An iOS puzzle platformer, Babylonian Twins is actually rooted in the Amiga personal computer line. It was originally developed for that platform, but it didn’t get to see the light of day as a consequence of the collapse of the once mighty Commodore. Fast forward to 2010, the original team behind the video game’s development resurfaced to make the Babylonian Twins game for iOS as we know it today. Well, not quite, since just yesterday the game’s developer, Cosmos Interactive, succumbed to the freemium business model after having rebranded Babylonian Twins exclusively as premium.

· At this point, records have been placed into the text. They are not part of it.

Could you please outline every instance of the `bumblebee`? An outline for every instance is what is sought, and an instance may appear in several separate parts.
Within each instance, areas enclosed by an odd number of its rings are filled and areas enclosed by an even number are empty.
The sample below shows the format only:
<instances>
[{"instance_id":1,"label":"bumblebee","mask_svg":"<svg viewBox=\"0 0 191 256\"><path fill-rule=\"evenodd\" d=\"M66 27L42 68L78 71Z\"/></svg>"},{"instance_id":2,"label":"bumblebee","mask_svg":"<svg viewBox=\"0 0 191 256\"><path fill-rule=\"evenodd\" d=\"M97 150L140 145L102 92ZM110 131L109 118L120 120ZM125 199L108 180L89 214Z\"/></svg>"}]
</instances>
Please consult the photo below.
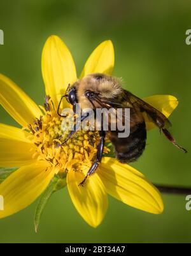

To be fair to Cosmos, the freemium Babylonian Twins is available as a separate game, independent of the premium flavors of the game. Before yesterday, only two Babylonian Twins titles existed in the App Store:Babylonian Twins Premium for iPhone and Babylonian Twins HD Premiumfor iPad, available in the App Store for $1.99 each. Now, a new title has emerged: Babylonian Twins Puzzle Platformer, available for free.
Notice how the addition of “Puzzle Platformer” instead of “Free” or “Lite” to the name of this new Babylonian Twins variant seems to downplay its nature as a freemium game. Again, to be fair, the developer of the game points out that you can unlock all levels in the game without having to purchase coins provided that you perform particularly well in the game. Nevertheless, the developer seems to encourage making purchases for extra coins, saying that it “will make your life easier.” These purchases are said to go towards supporting the game.
This last remark is quite telling. If you look at the change logs for either of Babylonian Twins’ premium titles, you’ll see that it’s just a series of alternating price increases and decreases. And other than the single instance of a minor update for the iPhone version, either log is conspicuously devoid of updates. A considerable price drop can draw attention to an otherwise overlooked game. And once significant attention has been captured, a price increase becomes the order of the day. The lack of a major update, which naturally calls for additional funds, may be an indication that this strategy isn’t doing wonders for Cosmos. Its last resort? Try its luck with the freemium model. What baffles me, though, is that the game is free supposedly during the launch period only. Go figure.
In addition to being Babylonian Twins’ first foray into freemium, Babylonian Twins Puzzle Platformer is also a universal app. In a sense, it’s like an alloy of Babylonian Twins Premium and Babylonian Twins HD Premium made “slightly” different and ultimately gilded with bits of freemium dust.